On the Film Maurice directed by James Ivory check:
As usually, when I speak about literature or cinema I prefer to send readers to competent and appropriated websites and I specifically like to keep for me the gay aspects of the book and the film. If, from my point of view “Another country” by James Baldwin represents the number one, “Maurice” by E.M. Forster represents the number two, if not another number one ex aequo. When I read this novel for the first time I experimented the exciting sensation of having between my hands a book that would be always on my bedside table. The book is extraordinarily moving. Maurice and Clive, his mate at college, start an homosexual relation, that seems a destined history of long-lasting and deep love to being, but Clive is an ambitious aristocratic young man and chooses to sacrifice the love on the altar of the political career that as homosexual he wouldn’t be allowed to start, he goes further to pretend to fall in love with a girl and to marry her. Maurice and Clive will continue to meet only in a formal way but the first love story of the book went to the end. Maurice, invited from Clive in his estate, knows the Clive’s wife but above all he gets in touch with another young man, a game warden, Scudder. While the aristocratic friends of Clive deal Scuder as a servant and humiliate him giving him little money, Maurice just from the first moment deals with him with respect never caring about social differences and the two of them understand that for them something very different is going to start. In a shadow night Scudder enters the window of Maurice’s room and they make love, the moment is thrilling but next morning Maurice is attacked from the doubt that Scudder could blackmail him, Maurice and Scudder will end up to speak each other clearly and to understand that they are essential to one another. Scudder is to leave as emigrating and Maurice is desperate, he needs to see him, to speak to him, but he does not succeed to that, he goes to the wharf where the steamboat is going to leave but Scudder is not there, then Maurice remembered that they had spoken about the possibility of meeting in the remittance of the boats of Clive’s estate, he goes there as soon as he can and Scudder is really there, he didn’t go away, Maurice is happy so that he can’t even speak And since Maurice did not speak, indeed could not, hi added, “And now we shan’t be parted no more, and that’s finished.”

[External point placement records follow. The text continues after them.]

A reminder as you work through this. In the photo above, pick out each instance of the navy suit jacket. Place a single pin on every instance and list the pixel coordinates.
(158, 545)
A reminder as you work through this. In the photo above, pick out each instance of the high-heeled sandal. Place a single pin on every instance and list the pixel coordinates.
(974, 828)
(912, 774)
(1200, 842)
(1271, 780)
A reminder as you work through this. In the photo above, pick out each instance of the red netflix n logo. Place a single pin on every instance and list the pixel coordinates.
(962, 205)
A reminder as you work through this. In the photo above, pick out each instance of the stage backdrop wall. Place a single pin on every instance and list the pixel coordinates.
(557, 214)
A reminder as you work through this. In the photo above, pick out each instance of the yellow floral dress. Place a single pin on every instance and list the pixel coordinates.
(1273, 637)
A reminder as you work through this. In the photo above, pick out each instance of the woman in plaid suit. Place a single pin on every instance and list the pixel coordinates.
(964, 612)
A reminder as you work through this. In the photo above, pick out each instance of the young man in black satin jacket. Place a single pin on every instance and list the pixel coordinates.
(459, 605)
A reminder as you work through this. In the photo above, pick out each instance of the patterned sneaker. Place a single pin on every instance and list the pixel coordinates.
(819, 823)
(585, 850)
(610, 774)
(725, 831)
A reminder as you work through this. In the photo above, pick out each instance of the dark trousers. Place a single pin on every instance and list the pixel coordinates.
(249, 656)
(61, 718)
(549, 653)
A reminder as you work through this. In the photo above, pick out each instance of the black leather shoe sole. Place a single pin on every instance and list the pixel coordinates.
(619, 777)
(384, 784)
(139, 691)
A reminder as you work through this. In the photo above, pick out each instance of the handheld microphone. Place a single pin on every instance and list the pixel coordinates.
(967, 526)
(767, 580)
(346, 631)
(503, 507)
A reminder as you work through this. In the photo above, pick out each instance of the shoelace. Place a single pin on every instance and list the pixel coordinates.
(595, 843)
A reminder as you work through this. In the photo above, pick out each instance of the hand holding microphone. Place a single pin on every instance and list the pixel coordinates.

The last chapter of the book has the bitter taste of the revenge or of the contrappasso of Dante: Clive can see of the happiness of Maurice, he knows that Maurice made the right choice and that he will be in love with Scudder in a reciprocal love affair, while he, aristocratic social climber, will have to go to bed with a beautiful girl whom he does not love and whose life he will ruin in order to follow his ambitions. The novel introduces two characters who represents the gay morality (Maurice) and the gay immorality (Clive). Maurice is a “honest gay” who when falls in love can’t love without getting completely involved and is not inclined to loose love and happiness no matter what he could get in exchange, he loves Scudder and that’s why he affords real risks, putting apart chaste privileges, Clive is the “dishonest gay” who don’t hesitate to set his sexuality apart to get in exchange social privileges, he’s just selling himself to get social prestige. Every dialectic is impossible between these two characters who are the incarnation of the good and the evil under the gay perspective. And about Scudder, who’s not a low range character, I can say that he represents for Maurice the opportunity, the only occasion in order to exit from the limbo of the sublimation. Scudder puts in practice the first real sexual initiatives and in making it he risks a lot and also Scudder has a high morality, a gross man could have used the arm of blackmail but this thought does not grazes him at all not even when he understands that this is just what Maurice is thinking about, he gives him a strong morality lesson reproaching him fur his suspicion of being object of such a low action from his part. Maurice will understand. In the book as in the film there are also more common or strange elements like the doctor that thinks clearly that the homosexuals doesn’t even exist, but these are for sure contour elements. The book is a masterwork because it outlines for the first time the many deep lines of a gay morality, the morality of the respect, of the deep love, of never selling yourself. This novel and the film directed by Ivolry deserve a special attention from the gay part, because if Forster has written many masterworks for the others, he wrote Maurice for himself and also for us. For a gay person, to read Maurice and to see the film are fundamental experiences. Personally I can only say that this book and this film have been very important in my moral formation.